The crust and upper mantle structure of the northeastern United States (NEUS) was studied by combining teleseismic and regional body-wave observations with surface-wave dispersion measurements. The velocity models suggest that structures as much as 200 km deep and even deeper can be correlated with surficial geologic and tectonic features and that the Grenville and Appalachian orogenic belts show marked differences in crustal structure. This has the important implication that major orogenic belts have effects that reach well into the lithosphere and are stable for extended periods of time, perhaps as long as 1 b.y.

Regional travel times recorded across the NEUS seismic network indicate that the northern Appalachians are characterized by a well-defined two-layer crust with a relatively high velocity lower layer. The crust of the Grenville Province in New York State is slightly thinner than that of the New England Appalachians, and it is vertically homogeneous, with nearly constant P and S velocities.

Lateral variations in structure were studied using time-term analysis and teleseismic P-wave residuals. The suture between the Grenville and Appalachian Provinces in the northeastern United States probably occurs along a north-northeast-trending belt extending from northwestern Vermont to southwestern Connecticut. High crustal velocities and/or crustal thinning, a linear gravity high, a serpentinite belt, Precambrian uplifts, and the Taconic thrusts are found along much of this belt.

Comparison of seismic velocities with resistivity measurements suggests that the lower crust of the Grenville Province may be composed of rocks with hydrous mineral phases, resulting in lowered velocities and a higher Poisson's ratio. Alternatively, the rocks of the lower crust beneath the Grenville Province may be similar to those found on the surface, while higher velocity mafic mineralogies are prevalent in the lower crust of the Appalachians. This is consistent with the hypothesis that the Grenville crust underwent substantial reactivation, thickened, and became vertically uniform during the Grenville orogeny. In contrast, the rocks of the Appalachian belt probably were associated with a cycle of oceanic opening and closure, which suggests an ensimatic origin of the lower crust in this region.
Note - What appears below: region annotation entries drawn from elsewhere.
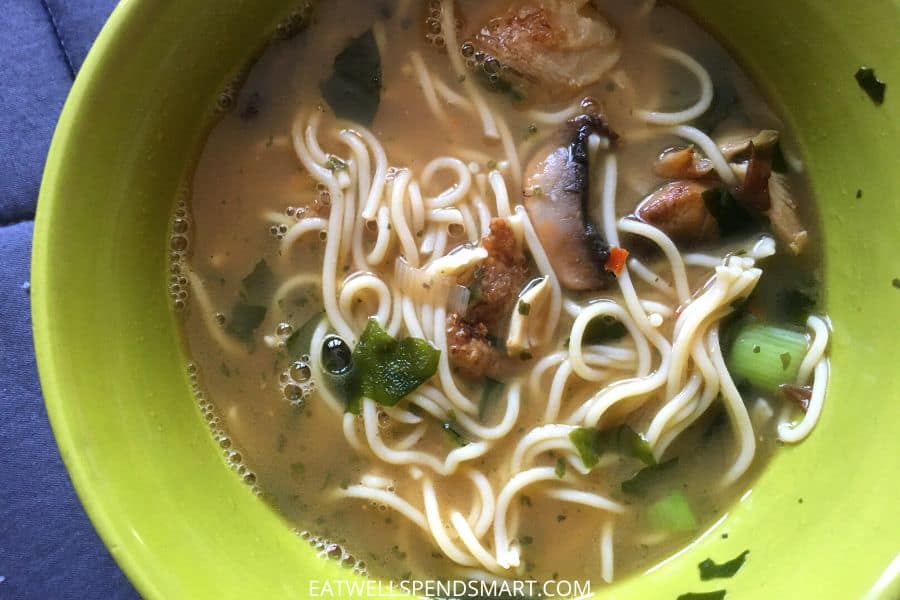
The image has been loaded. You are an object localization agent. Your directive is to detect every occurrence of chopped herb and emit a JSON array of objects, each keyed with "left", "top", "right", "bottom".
[
  {"left": 581, "top": 315, "right": 628, "bottom": 345},
  {"left": 647, "top": 490, "right": 697, "bottom": 533},
  {"left": 676, "top": 590, "right": 725, "bottom": 600},
  {"left": 478, "top": 377, "right": 504, "bottom": 422},
  {"left": 353, "top": 319, "right": 441, "bottom": 406},
  {"left": 225, "top": 259, "right": 275, "bottom": 344},
  {"left": 569, "top": 425, "right": 656, "bottom": 469},
  {"left": 325, "top": 154, "right": 347, "bottom": 173},
  {"left": 702, "top": 187, "right": 753, "bottom": 237},
  {"left": 856, "top": 67, "right": 887, "bottom": 105},
  {"left": 697, "top": 550, "right": 750, "bottom": 581},
  {"left": 320, "top": 29, "right": 381, "bottom": 125},
  {"left": 622, "top": 456, "right": 678, "bottom": 495},
  {"left": 441, "top": 421, "right": 469, "bottom": 447},
  {"left": 284, "top": 312, "right": 325, "bottom": 359},
  {"left": 778, "top": 352, "right": 791, "bottom": 371},
  {"left": 553, "top": 458, "right": 566, "bottom": 479}
]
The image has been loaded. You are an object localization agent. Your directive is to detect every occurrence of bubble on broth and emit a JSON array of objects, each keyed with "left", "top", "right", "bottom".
[
  {"left": 275, "top": 2, "right": 312, "bottom": 40},
  {"left": 169, "top": 200, "right": 191, "bottom": 312},
  {"left": 185, "top": 362, "right": 261, "bottom": 488},
  {"left": 294, "top": 529, "right": 368, "bottom": 576}
]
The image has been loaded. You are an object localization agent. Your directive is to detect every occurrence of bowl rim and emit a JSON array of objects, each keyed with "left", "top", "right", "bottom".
[{"left": 30, "top": 2, "right": 159, "bottom": 598}]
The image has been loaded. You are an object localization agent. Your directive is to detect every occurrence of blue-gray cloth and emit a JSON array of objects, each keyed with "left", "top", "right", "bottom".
[{"left": 0, "top": 0, "right": 138, "bottom": 600}]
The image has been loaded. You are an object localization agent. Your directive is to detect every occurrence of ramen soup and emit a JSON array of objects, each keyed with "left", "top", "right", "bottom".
[{"left": 171, "top": 0, "right": 829, "bottom": 585}]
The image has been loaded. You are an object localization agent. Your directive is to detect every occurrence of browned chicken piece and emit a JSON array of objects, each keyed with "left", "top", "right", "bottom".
[
  {"left": 635, "top": 180, "right": 719, "bottom": 243},
  {"left": 466, "top": 219, "right": 528, "bottom": 332},
  {"left": 720, "top": 129, "right": 809, "bottom": 254},
  {"left": 653, "top": 146, "right": 713, "bottom": 179},
  {"left": 474, "top": 0, "right": 620, "bottom": 98},
  {"left": 524, "top": 114, "right": 614, "bottom": 291},
  {"left": 447, "top": 313, "right": 503, "bottom": 378}
]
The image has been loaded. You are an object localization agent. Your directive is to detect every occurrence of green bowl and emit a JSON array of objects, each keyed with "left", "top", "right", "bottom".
[{"left": 31, "top": 0, "right": 900, "bottom": 599}]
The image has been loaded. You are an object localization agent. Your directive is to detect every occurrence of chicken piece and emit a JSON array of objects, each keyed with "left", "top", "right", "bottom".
[
  {"left": 653, "top": 146, "right": 713, "bottom": 179},
  {"left": 524, "top": 114, "right": 615, "bottom": 291},
  {"left": 466, "top": 219, "right": 528, "bottom": 332},
  {"left": 474, "top": 0, "right": 620, "bottom": 99},
  {"left": 447, "top": 313, "right": 502, "bottom": 378},
  {"left": 447, "top": 219, "right": 528, "bottom": 378},
  {"left": 635, "top": 180, "right": 719, "bottom": 243}
]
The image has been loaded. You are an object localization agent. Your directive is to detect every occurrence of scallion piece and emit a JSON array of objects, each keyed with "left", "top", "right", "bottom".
[
  {"left": 647, "top": 490, "right": 697, "bottom": 533},
  {"left": 728, "top": 323, "right": 809, "bottom": 392}
]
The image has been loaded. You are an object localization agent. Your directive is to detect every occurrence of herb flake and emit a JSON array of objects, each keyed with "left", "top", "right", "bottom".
[
  {"left": 697, "top": 550, "right": 750, "bottom": 581},
  {"left": 320, "top": 29, "right": 381, "bottom": 126},
  {"left": 856, "top": 66, "right": 887, "bottom": 106},
  {"left": 569, "top": 425, "right": 656, "bottom": 469},
  {"left": 621, "top": 456, "right": 678, "bottom": 495}
]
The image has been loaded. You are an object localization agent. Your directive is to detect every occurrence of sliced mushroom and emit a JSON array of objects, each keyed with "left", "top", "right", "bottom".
[
  {"left": 524, "top": 114, "right": 612, "bottom": 291},
  {"left": 716, "top": 129, "right": 778, "bottom": 162},
  {"left": 718, "top": 129, "right": 809, "bottom": 254},
  {"left": 506, "top": 277, "right": 551, "bottom": 356},
  {"left": 653, "top": 146, "right": 713, "bottom": 179},
  {"left": 473, "top": 0, "right": 621, "bottom": 98},
  {"left": 635, "top": 180, "right": 719, "bottom": 244},
  {"left": 766, "top": 173, "right": 809, "bottom": 254}
]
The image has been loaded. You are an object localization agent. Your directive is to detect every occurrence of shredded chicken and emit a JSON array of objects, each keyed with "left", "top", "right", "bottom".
[
  {"left": 447, "top": 219, "right": 528, "bottom": 378},
  {"left": 447, "top": 313, "right": 502, "bottom": 378},
  {"left": 475, "top": 0, "right": 620, "bottom": 97}
]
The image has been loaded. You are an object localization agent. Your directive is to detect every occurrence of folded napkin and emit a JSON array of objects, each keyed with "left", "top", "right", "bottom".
[{"left": 0, "top": 0, "right": 138, "bottom": 600}]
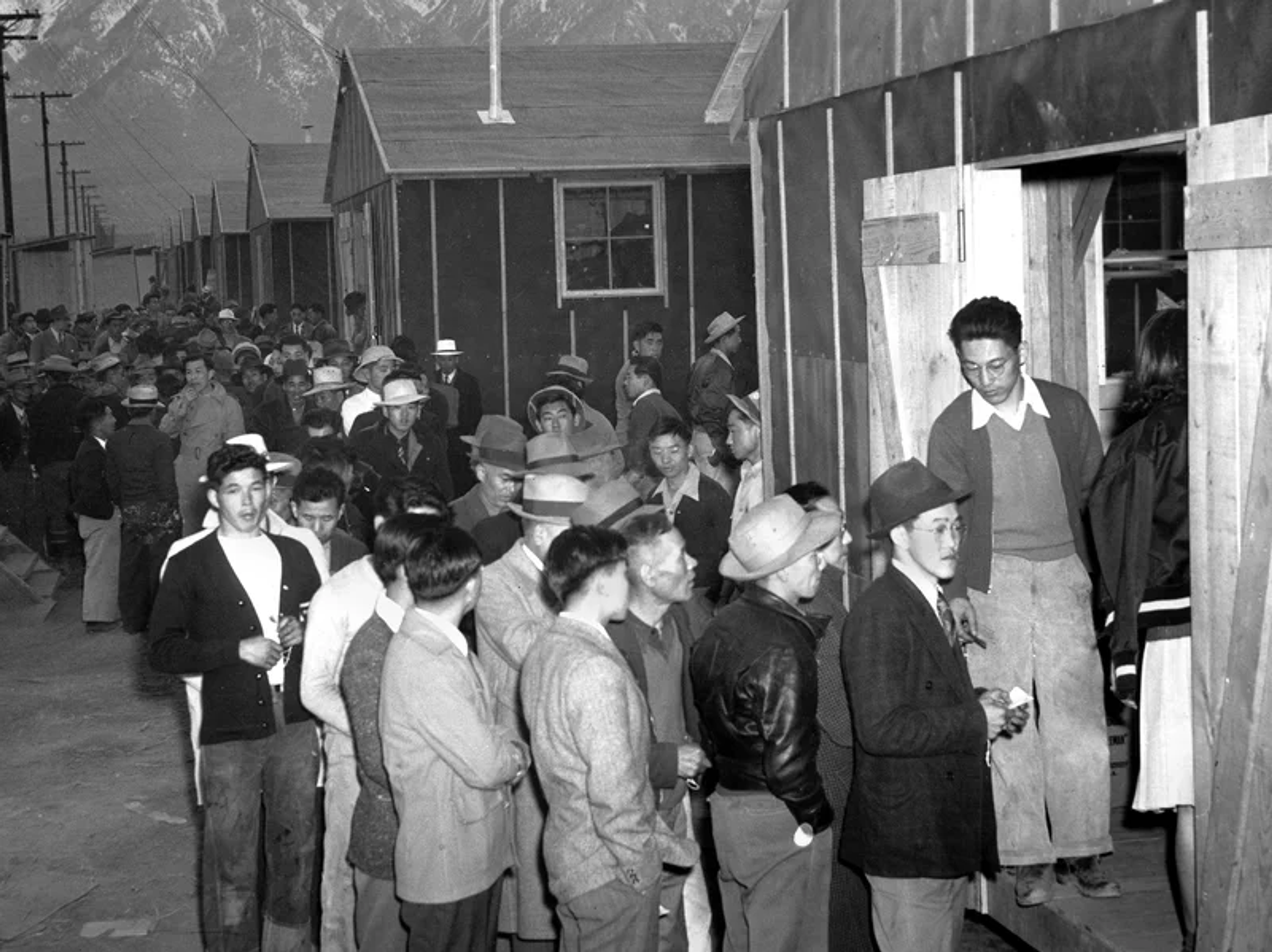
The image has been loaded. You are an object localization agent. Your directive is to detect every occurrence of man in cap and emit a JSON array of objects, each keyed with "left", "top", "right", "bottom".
[
  {"left": 844, "top": 459, "right": 1028, "bottom": 952},
  {"left": 345, "top": 374, "right": 454, "bottom": 500},
  {"left": 340, "top": 344, "right": 402, "bottom": 436},
  {"left": 927, "top": 297, "right": 1121, "bottom": 906},
  {"left": 688, "top": 311, "right": 745, "bottom": 456},
  {"left": 726, "top": 390, "right": 765, "bottom": 525},
  {"left": 106, "top": 385, "right": 181, "bottom": 634},
  {"left": 150, "top": 445, "right": 321, "bottom": 948},
  {"left": 572, "top": 490, "right": 711, "bottom": 952},
  {"left": 450, "top": 416, "right": 525, "bottom": 532},
  {"left": 159, "top": 351, "right": 244, "bottom": 535},
  {"left": 476, "top": 473, "right": 588, "bottom": 952},
  {"left": 689, "top": 494, "right": 841, "bottom": 952}
]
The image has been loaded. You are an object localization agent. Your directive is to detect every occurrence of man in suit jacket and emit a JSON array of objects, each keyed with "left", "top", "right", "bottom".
[
  {"left": 71, "top": 397, "right": 120, "bottom": 633},
  {"left": 380, "top": 527, "right": 530, "bottom": 952},
  {"left": 839, "top": 460, "right": 1028, "bottom": 952},
  {"left": 150, "top": 445, "right": 321, "bottom": 949}
]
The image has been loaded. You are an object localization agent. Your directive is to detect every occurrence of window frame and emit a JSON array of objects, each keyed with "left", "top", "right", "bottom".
[{"left": 552, "top": 175, "right": 666, "bottom": 306}]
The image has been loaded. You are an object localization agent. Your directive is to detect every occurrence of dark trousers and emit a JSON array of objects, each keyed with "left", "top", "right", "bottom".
[
  {"left": 557, "top": 879, "right": 663, "bottom": 952},
  {"left": 201, "top": 693, "right": 319, "bottom": 952},
  {"left": 402, "top": 876, "right": 504, "bottom": 952}
]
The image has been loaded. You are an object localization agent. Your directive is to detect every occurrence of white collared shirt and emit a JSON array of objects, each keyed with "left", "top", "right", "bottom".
[
  {"left": 415, "top": 605, "right": 468, "bottom": 657},
  {"left": 972, "top": 374, "right": 1051, "bottom": 432}
]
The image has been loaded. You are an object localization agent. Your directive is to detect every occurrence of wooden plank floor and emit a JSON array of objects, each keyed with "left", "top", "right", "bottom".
[{"left": 986, "top": 811, "right": 1181, "bottom": 952}]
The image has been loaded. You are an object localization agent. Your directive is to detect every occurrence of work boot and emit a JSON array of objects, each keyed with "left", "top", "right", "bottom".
[
  {"left": 1016, "top": 863, "right": 1056, "bottom": 906},
  {"left": 1056, "top": 857, "right": 1122, "bottom": 899}
]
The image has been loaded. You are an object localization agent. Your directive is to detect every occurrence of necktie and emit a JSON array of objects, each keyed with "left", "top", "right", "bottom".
[{"left": 936, "top": 591, "right": 958, "bottom": 647}]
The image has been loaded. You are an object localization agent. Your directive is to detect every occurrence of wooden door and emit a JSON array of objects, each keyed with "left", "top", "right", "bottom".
[
  {"left": 861, "top": 167, "right": 1025, "bottom": 479},
  {"left": 1184, "top": 116, "right": 1272, "bottom": 949}
]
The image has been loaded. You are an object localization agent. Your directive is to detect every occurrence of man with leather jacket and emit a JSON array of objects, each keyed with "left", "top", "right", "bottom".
[{"left": 689, "top": 496, "right": 841, "bottom": 952}]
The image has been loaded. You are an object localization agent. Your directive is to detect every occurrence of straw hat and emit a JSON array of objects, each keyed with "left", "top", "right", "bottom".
[
  {"left": 354, "top": 344, "right": 402, "bottom": 384},
  {"left": 304, "top": 367, "right": 352, "bottom": 397},
  {"left": 570, "top": 479, "right": 666, "bottom": 531},
  {"left": 459, "top": 413, "right": 525, "bottom": 472},
  {"left": 507, "top": 473, "right": 588, "bottom": 526},
  {"left": 373, "top": 380, "right": 429, "bottom": 407},
  {"left": 707, "top": 311, "right": 747, "bottom": 343},
  {"left": 870, "top": 459, "right": 972, "bottom": 539},
  {"left": 720, "top": 493, "right": 841, "bottom": 582}
]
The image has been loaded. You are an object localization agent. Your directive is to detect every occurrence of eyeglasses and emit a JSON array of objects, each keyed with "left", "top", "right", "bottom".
[{"left": 913, "top": 520, "right": 967, "bottom": 545}]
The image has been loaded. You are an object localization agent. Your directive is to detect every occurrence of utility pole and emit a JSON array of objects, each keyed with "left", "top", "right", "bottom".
[
  {"left": 53, "top": 138, "right": 86, "bottom": 234},
  {"left": 13, "top": 90, "right": 71, "bottom": 238}
]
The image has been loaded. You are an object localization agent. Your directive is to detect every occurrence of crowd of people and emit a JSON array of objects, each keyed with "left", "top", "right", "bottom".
[{"left": 0, "top": 291, "right": 1193, "bottom": 952}]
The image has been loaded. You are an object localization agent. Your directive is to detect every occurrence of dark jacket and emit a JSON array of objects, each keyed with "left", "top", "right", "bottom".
[
  {"left": 350, "top": 413, "right": 454, "bottom": 500},
  {"left": 927, "top": 377, "right": 1104, "bottom": 599},
  {"left": 106, "top": 423, "right": 177, "bottom": 507},
  {"left": 150, "top": 531, "right": 322, "bottom": 746},
  {"left": 689, "top": 585, "right": 833, "bottom": 832},
  {"left": 28, "top": 382, "right": 84, "bottom": 469},
  {"left": 71, "top": 437, "right": 115, "bottom": 519},
  {"left": 1090, "top": 402, "right": 1191, "bottom": 664},
  {"left": 839, "top": 566, "right": 1010, "bottom": 878}
]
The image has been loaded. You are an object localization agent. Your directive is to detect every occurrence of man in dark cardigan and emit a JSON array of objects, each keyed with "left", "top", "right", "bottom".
[
  {"left": 839, "top": 460, "right": 1028, "bottom": 952},
  {"left": 150, "top": 445, "right": 321, "bottom": 952}
]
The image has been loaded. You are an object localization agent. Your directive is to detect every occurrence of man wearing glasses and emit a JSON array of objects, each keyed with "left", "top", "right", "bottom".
[{"left": 927, "top": 297, "right": 1121, "bottom": 906}]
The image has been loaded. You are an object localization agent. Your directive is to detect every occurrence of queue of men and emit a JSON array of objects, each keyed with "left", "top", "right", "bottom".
[{"left": 0, "top": 284, "right": 1145, "bottom": 952}]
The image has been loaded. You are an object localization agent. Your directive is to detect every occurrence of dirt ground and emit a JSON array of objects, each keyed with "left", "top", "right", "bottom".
[{"left": 0, "top": 574, "right": 1014, "bottom": 952}]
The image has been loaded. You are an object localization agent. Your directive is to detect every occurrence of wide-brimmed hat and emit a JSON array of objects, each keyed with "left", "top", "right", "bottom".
[
  {"left": 570, "top": 479, "right": 666, "bottom": 531},
  {"left": 39, "top": 353, "right": 79, "bottom": 374},
  {"left": 870, "top": 459, "right": 972, "bottom": 539},
  {"left": 374, "top": 380, "right": 429, "bottom": 407},
  {"left": 707, "top": 310, "right": 747, "bottom": 343},
  {"left": 727, "top": 390, "right": 759, "bottom": 426},
  {"left": 459, "top": 413, "right": 525, "bottom": 473},
  {"left": 525, "top": 433, "right": 593, "bottom": 479},
  {"left": 304, "top": 367, "right": 352, "bottom": 397},
  {"left": 354, "top": 344, "right": 402, "bottom": 384},
  {"left": 547, "top": 353, "right": 592, "bottom": 384},
  {"left": 120, "top": 384, "right": 163, "bottom": 409},
  {"left": 720, "top": 493, "right": 841, "bottom": 582},
  {"left": 507, "top": 473, "right": 588, "bottom": 526},
  {"left": 525, "top": 384, "right": 583, "bottom": 429}
]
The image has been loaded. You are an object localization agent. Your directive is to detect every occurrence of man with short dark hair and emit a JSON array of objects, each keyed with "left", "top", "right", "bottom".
[
  {"left": 520, "top": 526, "right": 698, "bottom": 952},
  {"left": 150, "top": 446, "right": 319, "bottom": 952},
  {"left": 927, "top": 297, "right": 1121, "bottom": 906},
  {"left": 380, "top": 527, "right": 530, "bottom": 952}
]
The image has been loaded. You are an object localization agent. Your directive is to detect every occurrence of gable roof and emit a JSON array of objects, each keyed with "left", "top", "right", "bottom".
[
  {"left": 250, "top": 142, "right": 331, "bottom": 220},
  {"left": 332, "top": 43, "right": 748, "bottom": 187},
  {"left": 207, "top": 179, "right": 247, "bottom": 235}
]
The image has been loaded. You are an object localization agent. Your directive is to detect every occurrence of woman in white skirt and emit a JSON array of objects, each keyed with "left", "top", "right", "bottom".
[{"left": 1090, "top": 306, "right": 1197, "bottom": 952}]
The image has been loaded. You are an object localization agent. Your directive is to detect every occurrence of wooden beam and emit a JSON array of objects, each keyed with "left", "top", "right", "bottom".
[
  {"left": 861, "top": 214, "right": 941, "bottom": 268},
  {"left": 1184, "top": 175, "right": 1272, "bottom": 252},
  {"left": 1198, "top": 297, "right": 1272, "bottom": 949}
]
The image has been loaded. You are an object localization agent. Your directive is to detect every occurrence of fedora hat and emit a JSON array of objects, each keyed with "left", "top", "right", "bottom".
[
  {"left": 304, "top": 367, "right": 352, "bottom": 397},
  {"left": 720, "top": 493, "right": 841, "bottom": 582},
  {"left": 729, "top": 390, "right": 759, "bottom": 426},
  {"left": 354, "top": 344, "right": 402, "bottom": 384},
  {"left": 707, "top": 310, "right": 747, "bottom": 343},
  {"left": 507, "top": 473, "right": 588, "bottom": 526},
  {"left": 525, "top": 433, "right": 592, "bottom": 479},
  {"left": 120, "top": 384, "right": 163, "bottom": 409},
  {"left": 870, "top": 458, "right": 972, "bottom": 539},
  {"left": 373, "top": 380, "right": 429, "bottom": 407},
  {"left": 547, "top": 353, "right": 592, "bottom": 384},
  {"left": 570, "top": 479, "right": 666, "bottom": 531},
  {"left": 459, "top": 413, "right": 525, "bottom": 473}
]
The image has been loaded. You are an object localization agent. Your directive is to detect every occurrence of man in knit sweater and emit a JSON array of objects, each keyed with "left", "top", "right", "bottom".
[{"left": 927, "top": 297, "right": 1121, "bottom": 906}]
Recent COCORP results indicate that the orogenic belt of the southern Appalachians is allochthonous and is underlain by a basal decollement that extends eastward to the coastal plain. However, contrasts in structural style and tectonic evolution between the northern and southern Appalachians suggest that it may not be possible to extrapolate the COCORP results to the northern Appalachians (north of about 41° latitude) and that the suture between the Grenville Province and the Appalachian orogenic belt in New England is located in the vicinity of, or just east of, the serpentinite belt.